Rick Lawrence, the president and CEO of the CU Foundation, said that having fundraisers working directly with university personnel will create a more seamless and effective effort to tell CU's story to potential donors.
He added that while foundation employees wait to see how current compensation and benefits will compare to what they will have as university employees, they have received the news with enthusiasm.
"Our improved performance during the last five or six years and our record performance this year are great indicators of current success," Lawrence said. "But they don't point directly at an ability to achieve the level of success we're going to strive for in the next five years. That's why we're looking at this other model."
The new model calls for university leadership to play a bigger role in fundraising — and to be held more accountable — while encouraging foundation directors and trustees to take more active volunteer roles in identifying and cultivating potential donors.
On the Boulder campus, chancellor Phil DiStefano said last fall that he wanted to double private fundraising from $50 million to $100 million. So he sees Benson's goal of essentially doubling university-wide contributions as doable, with the new system in place that puts more responsibility on deans.
"They understand the importance of private fundraising," he said. "They also understand the importance of having that responsibility tied to accountability."
The independent review also recommended greater investment in fundraising to bring CU up to par with its peers.
"It's something you have to do to create more alumni participation," said Benson. "You don't get real great return on the buck right away, but you do down the road."
The last 10 years have seen a precipitous fall in state funding for CU, from about $223 million in 2003 to $145 million in the current fiscal year. Projections in some economic studies have funding for higher education running dry within 10 years.
Benson noted that while CU will get a slight bump for the next fiscal year, state coffers could take another huge hit if the Colorado Supreme Court rules in the Lobato case, a key lawsuit under appeal, that the state must spend billions more on K-12 education.
"If you don't plan for the future, and figure out how you're going to do better than you're doing now, you're going to be out of business," Benson said. "We're trying to get ahead of the power curve on all this stuff."
CU hardly stands alone in that pursuit, said Paul Lingenfelter, president of the Boulder-based State Higher Education Executive Officers Association.
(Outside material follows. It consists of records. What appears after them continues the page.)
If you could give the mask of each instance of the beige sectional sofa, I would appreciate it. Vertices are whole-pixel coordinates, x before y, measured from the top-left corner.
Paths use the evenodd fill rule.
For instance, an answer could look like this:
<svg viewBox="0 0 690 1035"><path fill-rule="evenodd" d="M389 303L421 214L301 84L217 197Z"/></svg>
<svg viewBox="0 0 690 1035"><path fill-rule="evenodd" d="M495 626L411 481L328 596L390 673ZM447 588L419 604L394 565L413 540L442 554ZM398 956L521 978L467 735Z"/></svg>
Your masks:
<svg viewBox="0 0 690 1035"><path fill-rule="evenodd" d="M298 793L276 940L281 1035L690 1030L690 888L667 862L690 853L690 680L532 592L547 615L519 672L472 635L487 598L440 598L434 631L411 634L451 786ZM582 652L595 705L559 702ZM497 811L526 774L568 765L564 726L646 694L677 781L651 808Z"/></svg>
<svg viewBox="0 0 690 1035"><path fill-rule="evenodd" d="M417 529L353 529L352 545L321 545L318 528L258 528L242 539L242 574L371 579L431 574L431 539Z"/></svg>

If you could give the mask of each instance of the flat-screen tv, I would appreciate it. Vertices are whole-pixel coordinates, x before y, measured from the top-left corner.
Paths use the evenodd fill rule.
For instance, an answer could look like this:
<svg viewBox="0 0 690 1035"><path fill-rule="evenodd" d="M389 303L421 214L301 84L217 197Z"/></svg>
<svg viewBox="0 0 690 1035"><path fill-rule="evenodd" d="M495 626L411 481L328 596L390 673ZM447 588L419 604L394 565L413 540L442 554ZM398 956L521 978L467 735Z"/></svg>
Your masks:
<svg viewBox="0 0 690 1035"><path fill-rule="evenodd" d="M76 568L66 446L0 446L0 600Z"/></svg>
And the formula it's adopting simply tweaks methods already proved at other institutions.
"This is a well-established profession with people who are expert practitioners," he said. "Most of the techniques they use are pretty well known. It's not like something new has been invented here — it's revising existing fundraising practices."
Much of that strategy involves what Benson calls the "art and science" of fundraising — a focus on developing relationships, sometimes over a span of years, that can result in significant donor investment in the work of the university.
"The real cultivation is going out and finding people that don't know they love you yet," Benson said. "Then you show them why they should."